32) Caulk is missing or deteriorated on most windows/doors and should be replaced and/or applied where necessary. For more information on caulking, visit The Ins and Outs of Caulking.
33) The exterior finish in some areas appears to be failing.. A qualified painting contractor should evaluate further.
In particular, the paint/stain on virtually every knothole on the cedar siding was flaking/falling off.

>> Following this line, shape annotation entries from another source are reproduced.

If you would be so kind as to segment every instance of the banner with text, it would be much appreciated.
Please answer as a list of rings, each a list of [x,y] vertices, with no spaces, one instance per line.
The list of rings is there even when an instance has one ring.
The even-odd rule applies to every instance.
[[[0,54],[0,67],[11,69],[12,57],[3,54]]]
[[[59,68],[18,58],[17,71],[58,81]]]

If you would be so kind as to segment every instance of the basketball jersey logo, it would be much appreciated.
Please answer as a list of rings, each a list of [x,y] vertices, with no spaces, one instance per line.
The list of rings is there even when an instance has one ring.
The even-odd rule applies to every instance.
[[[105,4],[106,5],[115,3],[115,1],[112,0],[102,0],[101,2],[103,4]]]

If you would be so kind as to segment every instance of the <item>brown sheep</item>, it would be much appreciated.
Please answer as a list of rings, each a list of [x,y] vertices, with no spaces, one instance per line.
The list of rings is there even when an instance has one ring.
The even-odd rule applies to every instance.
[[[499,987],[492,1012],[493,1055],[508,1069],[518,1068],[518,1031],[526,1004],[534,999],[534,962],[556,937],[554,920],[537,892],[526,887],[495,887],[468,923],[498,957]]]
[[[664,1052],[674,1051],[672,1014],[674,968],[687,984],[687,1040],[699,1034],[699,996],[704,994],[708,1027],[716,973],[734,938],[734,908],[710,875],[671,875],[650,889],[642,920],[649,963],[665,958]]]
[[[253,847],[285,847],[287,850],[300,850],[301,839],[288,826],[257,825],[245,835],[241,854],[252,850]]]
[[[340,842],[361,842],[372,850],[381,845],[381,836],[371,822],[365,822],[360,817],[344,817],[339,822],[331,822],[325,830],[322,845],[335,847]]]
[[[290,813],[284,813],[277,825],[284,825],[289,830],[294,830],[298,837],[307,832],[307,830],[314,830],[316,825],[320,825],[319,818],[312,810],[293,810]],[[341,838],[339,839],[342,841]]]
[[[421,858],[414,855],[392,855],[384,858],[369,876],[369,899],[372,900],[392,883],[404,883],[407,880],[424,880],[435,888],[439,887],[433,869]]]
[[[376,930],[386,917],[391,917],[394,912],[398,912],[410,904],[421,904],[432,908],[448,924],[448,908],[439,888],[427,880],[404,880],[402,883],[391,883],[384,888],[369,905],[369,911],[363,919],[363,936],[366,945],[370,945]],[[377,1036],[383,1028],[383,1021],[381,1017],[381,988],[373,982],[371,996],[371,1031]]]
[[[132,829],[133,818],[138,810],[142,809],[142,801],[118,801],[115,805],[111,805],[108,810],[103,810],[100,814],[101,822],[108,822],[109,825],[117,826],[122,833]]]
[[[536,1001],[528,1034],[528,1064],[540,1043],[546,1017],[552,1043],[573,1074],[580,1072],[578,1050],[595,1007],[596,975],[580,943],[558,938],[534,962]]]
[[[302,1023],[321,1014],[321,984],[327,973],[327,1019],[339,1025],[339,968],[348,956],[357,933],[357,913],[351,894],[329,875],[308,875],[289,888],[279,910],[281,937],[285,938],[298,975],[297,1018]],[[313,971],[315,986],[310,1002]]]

34) Front porch stoop should be sealed to prevent varmint intrusion/nesting
35) Wood trim on both doorways leading to deck have rot/water damage. Recommend follow up / repair by a licensed carpenter.
See also photo 16
Inspected by Thomas C Jasinski Lic# 450.0003257
for "A1 Quality Home Inspections, Inc" Lic# 451.0000679
Areas hidden from view by finished walls or stored items cannot be judged and are not part of this inspection. Minor cracks are typical in many foundations and most do not represent a structural problem. If major cracks are present along with bowing, we routinely recommend further evaluation by a qualified structural engineer. All exterior grades should allow for surface and roof water to flow away from the foundation. All concrete floor slabs experience some degree of cracking due to shrinkage in the drying process. In most case instances, floor coverings prevent recognition of cracks or settlement in all but the most severe cases. Where carpeting and other floor coverings are in stalled, the materials and condition of the flooring underneath cannot be determined.
** ROOF SYSTEM **
The foregoing is an opinion of the general quality and condition of the roofing material. The Inspector cannot and does not offer an opinion or warranty as to whether the roof leaks or may be subject to leakage. This report is issued in consideration of the foregoing disclaimer. The only way to determine whether a roof is absolutely "watertight" is to observe it during a prolonged rainfall, and/or to visually see an obvious opening in the roof structure. Many times, this situation is not present during the inspection.
** PLUMBING **
Water quality or hazardous materials (lead) testing is available from local Testing Labs. All underground piping related to water supply, waste, or sprinkler use are excluded from this inspection, unless specifically requested for. Leakage or corrosion in underground piping cannot be detected by a visual inspection.
** HEATING - AIR CONDITIONING **
Some furnaces are designed in such a way that inspection is almost impossible. The Inspector will not light (ignite) "pilot lights". Safety devices are NOT tested by the Inspector. NOTE: Asbestos materials have been commonly used in heating systems. Determining the presence of asbestos can ONLY be preformed by laboratory testing, and is beyond the scope of this inspection. Thermostats are not checked for calibration or timed functions. Adequacy, efficiency or even the distribution of air throughout a building cannot be addressed by a visual inspection. Electronic air cleaners, humidifiers and de-humidifiers are beyond the scope of this inspection. Have these systems evaluated by a qualified individual. The Inspector does not perform pressure tests on coolant systems, therefore no representation is made regarding coolant charge or line integrity.
** ELECTRICAL SYSTEM **
Any electrical repairs attempted by anyone other than a licensed electrician should not be attempted. If a house has aluminum wiring, it should have periodic inspections and maintenance by a licensed electrician. Operation of Time Clock Motors is not verified. Inoperative light fixtures often lack bulbs or have dead bulbs installed. Light bulbs are not changed during the inspection, due to time constraints. Smoke alarms should be installed within 15 feet of all bedroom doors, and tested regularly.